Author Archives: Sr. Mary Valerie Schneider

God shines upon us

July 19th, 2012 | Posted by Sr. Mary Valerie Schneider in Uncategorized - (1 Comments)

Our shadows . . . residue of God?

The Son (Sun) of God shines upon us and through us. The evidence that God is shining upon us is our shadow. We would have no shadow without God’s radiating benevolence. “Shadow” is not used here as a Jungian term, the repressed side of us. No, “shadow” is the residue of God, the stuff of God that “happens” when we are at one with God. Just as Jesus’ shadow fell upon the sick, we cannot prevent our shadows from falling upon the ground on a sunny day. And who would want to prevent our spiritual shadows from falling upon the ground when God is shining upon us?

Always room for dessert!

July 16th, 2012 | Posted by Sr. Mary Valerie Schneider in Uncategorized - (1 Comments)

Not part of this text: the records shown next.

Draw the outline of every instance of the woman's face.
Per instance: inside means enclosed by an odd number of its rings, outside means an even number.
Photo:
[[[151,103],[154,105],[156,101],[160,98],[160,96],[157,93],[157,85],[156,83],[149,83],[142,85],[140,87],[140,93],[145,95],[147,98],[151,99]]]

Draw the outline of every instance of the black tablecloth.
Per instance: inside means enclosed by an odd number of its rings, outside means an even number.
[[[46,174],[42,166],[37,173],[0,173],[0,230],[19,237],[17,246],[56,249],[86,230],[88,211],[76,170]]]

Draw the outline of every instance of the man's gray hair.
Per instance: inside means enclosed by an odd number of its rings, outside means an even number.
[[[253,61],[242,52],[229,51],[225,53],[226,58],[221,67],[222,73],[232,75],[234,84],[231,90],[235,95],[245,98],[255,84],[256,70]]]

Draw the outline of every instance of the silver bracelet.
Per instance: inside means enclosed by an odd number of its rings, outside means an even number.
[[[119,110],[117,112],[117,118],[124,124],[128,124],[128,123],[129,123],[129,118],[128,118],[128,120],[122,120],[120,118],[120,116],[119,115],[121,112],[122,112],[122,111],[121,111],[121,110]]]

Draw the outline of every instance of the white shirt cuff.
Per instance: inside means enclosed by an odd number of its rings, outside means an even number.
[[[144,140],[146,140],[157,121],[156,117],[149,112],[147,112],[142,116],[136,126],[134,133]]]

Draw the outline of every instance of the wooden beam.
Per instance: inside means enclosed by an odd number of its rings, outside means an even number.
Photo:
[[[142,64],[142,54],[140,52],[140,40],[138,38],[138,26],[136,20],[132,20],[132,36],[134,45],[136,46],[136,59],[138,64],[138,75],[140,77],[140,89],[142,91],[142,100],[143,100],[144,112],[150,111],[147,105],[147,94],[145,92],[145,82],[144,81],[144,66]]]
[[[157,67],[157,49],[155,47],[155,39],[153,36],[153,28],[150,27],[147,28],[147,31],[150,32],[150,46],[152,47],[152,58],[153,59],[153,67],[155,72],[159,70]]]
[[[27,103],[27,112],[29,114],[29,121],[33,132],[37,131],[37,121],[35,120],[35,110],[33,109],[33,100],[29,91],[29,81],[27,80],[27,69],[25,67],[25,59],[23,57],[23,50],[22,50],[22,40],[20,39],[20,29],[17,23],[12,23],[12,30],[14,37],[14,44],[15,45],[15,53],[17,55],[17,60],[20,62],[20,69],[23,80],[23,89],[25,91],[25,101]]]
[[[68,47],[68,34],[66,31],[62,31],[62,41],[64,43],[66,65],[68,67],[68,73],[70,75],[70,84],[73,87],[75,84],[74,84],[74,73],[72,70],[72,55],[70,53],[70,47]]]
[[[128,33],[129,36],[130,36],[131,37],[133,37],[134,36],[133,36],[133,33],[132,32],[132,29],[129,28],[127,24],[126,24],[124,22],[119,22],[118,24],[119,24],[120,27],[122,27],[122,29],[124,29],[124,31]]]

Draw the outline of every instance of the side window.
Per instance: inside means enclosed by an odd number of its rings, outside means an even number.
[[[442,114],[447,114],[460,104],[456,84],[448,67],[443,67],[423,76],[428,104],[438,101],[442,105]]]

I’m never so full that I can’t enjoy blueberry pie, coconut candy, lemon meringue, berries and ice cream, or anything else that’s sweet. While some have a sweet tooth, I boast a whole mouthful of sweet teeth. There’s always room for dessert.

In my life of prayer, too, I long for the sweets, and God may set before me dainties. For example, the time of prayer goes quickly, I am moved by a religious song, I feel very loved by God, and I may even hear the voice of God. These mystical experiences are the desserts in our Christian diet. Such spiritual “highs” are God’s way of drawing us closer. Once we experience them, we want more. There’s always room for such spiritual “desserts.”

Celebrate St. Benedict – engage in prayer!

July 11th, 2012 | Posted by Sr. Mary Valerie Schneider in Uncategorized - (3 Comments)

St. Benedict

Today we celebrate St. Benedict. He reformed the way monks–and we–pray the Liturgy of the Hours (Divine Office). He chose the “Lite Psalter” method of fewer psalms and shorter hours (prayers prayed periodically throughout the day). Before his reform some monks would claim “One for the strong!” meaning they would allow themselves only one hour of sleep, giving 23 hours to prayer. In this way they felt they followed Jesus’ dictum to “pray always.” To stay awake they prayed 150 psalms, the whole Psalter.

Another interpretation of “pray always” is to punctuate our day with prayer. I’d much rather do that! Today be like Benedict.  Pray fewer prayers, but fully engage in prayer. Also try saying a short prayer before beginning the next activity, or use down times like waiting on the computer or emptying the dishwasher as times of prayer.